Install a low-flow filtration system to keep the frogs' waste from polluting the water. African Black Clawed Frogs, either albino or normal, prefer water with little to no current. Any system particularly loud or powerful is not recommended. The amount of ammonia from the frogs' waste can become toxic very quickly. For this reason, the tank's water should be completely replaced weekly. Also, the tank's water should be completely chlorine free; any chlorine in the water will sicken and kill the frogs within a matter of hours--if not minutes.

Step 4

Install a thermostat.
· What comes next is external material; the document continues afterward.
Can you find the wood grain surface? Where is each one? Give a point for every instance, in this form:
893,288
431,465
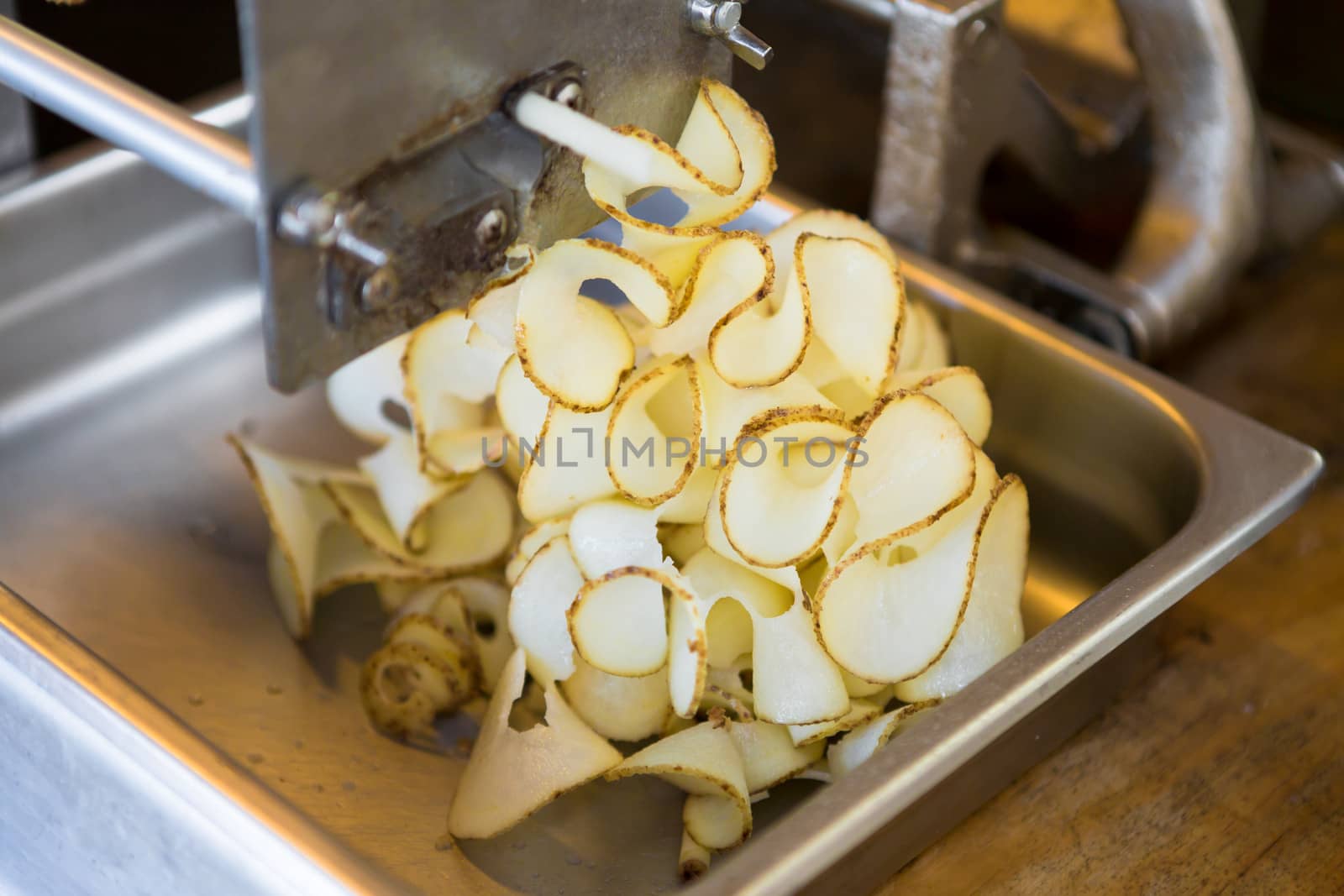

This species is particularly hardy and has been known to survive temperatures below freezing point, but they can sicken if the temperature of their environment is off for prolonged periods. Water temperature should stay in the low 70 degrees F range year-round.

Step 5

Feed the frogs roughly three times a week, but don't stint on the portions. These frogs subsist mainly on live food and have very strong hunting instinct. They can and will eat anything they can fit in their sizable mouths, though it can often be the death of them. Don't give them tetras or feeder goldfish as they contain an indigestible enzyme which can give your frog serious trouble. Instead give them blood worms, mosquito larvae, earthworms, tubifex worms, live ghost shrimp, beefheart brine shrimp, shrimp pellets and live guppies. They will readily stuff themselves, but don't worry about feeding them too much; they have enough sense to stop before they harm themselves.